The Namer stirred the fire, and its sparks rose to illumine the crags and furrows and green eyes of a nearby face. Slowly he took yet another cord of metal from the weathered hand.

"In the Bright Lands," the Namer murmured, "the young Knight had not foreseen other meetings"

*****

We traveled much of the afternoon, snaking north over broken trails and around rubble-clogged passes, over terrain I would have imagined impassable.

Our destination was still Brithelm's camp, a little beyond the site I remembered from my former visit. For according to Shardos, my ethereal brother had settled less than a mile from the underground entrance through which these nocturnal Plainsmen were wont to come to the surface on rare occasions. Leave it to Brithelm to wade into dire circumstance. Unfortunately, it appeared that on this occasion, no fool's luck had arisen to spirit him away from danger.

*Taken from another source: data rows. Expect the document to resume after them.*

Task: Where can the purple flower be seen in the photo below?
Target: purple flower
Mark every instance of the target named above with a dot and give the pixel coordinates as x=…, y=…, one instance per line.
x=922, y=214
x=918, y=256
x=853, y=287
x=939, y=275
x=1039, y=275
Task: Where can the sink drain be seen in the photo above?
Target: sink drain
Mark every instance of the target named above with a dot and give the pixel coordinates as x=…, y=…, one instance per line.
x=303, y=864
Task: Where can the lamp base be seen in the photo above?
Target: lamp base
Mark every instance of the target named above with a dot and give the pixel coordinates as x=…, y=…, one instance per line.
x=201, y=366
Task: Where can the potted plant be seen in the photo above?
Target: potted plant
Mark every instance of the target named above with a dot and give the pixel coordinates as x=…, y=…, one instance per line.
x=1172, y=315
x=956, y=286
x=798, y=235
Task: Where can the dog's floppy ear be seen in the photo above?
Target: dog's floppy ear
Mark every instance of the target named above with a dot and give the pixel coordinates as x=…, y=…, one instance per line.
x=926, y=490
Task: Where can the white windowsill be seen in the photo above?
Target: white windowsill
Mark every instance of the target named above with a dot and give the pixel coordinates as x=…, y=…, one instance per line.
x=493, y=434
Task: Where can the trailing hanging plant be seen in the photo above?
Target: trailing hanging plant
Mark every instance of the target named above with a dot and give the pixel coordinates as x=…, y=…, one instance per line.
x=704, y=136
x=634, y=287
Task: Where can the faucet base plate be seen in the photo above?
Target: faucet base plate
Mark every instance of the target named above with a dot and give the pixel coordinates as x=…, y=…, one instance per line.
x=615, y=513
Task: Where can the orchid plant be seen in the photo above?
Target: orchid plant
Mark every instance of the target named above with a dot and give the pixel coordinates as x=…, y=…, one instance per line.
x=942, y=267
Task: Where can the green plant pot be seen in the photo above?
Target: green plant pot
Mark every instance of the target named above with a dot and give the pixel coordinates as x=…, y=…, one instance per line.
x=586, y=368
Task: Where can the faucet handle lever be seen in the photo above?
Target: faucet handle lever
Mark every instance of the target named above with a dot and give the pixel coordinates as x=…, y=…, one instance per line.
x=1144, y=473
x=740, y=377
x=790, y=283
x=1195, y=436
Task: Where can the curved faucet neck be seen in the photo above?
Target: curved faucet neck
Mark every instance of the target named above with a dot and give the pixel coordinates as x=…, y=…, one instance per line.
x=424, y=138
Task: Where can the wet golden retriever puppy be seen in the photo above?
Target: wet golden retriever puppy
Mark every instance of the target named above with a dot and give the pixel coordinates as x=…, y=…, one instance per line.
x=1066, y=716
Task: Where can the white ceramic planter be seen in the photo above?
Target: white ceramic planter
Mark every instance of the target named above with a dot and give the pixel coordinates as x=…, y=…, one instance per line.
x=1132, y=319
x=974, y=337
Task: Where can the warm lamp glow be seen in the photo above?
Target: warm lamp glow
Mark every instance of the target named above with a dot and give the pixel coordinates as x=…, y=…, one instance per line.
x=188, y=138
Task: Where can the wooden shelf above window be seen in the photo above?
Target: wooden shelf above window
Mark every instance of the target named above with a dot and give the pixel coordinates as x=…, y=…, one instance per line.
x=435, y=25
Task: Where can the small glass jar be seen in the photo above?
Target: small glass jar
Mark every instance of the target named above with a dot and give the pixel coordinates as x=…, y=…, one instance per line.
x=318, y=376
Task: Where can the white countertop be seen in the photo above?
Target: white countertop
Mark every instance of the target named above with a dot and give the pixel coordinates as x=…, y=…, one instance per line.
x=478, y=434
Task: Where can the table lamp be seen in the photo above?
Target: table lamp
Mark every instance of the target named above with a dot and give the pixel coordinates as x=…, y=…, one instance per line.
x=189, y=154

It was to this entrance we traveled, guided by a blind man. I did not have time to stop and laugh at these ironies, for my brother Brithelm lay endangered somewhere below us, and who knew what the coming days would hold for him if I was not quick and resolute?

We rode in a column, sharp-eyed little Oliver at the head, leading by the reins the stocky little pied packhorse on which we had seated the old juggler. Though the young squire guided the horse, he was more on the lookout for adversaries than for directions since we steered ourselves by Shardos's dark sense, by the smell of the evergreens, and the soundless pressure the old man felt in his ears as the landscape altered, rising and dipping around us.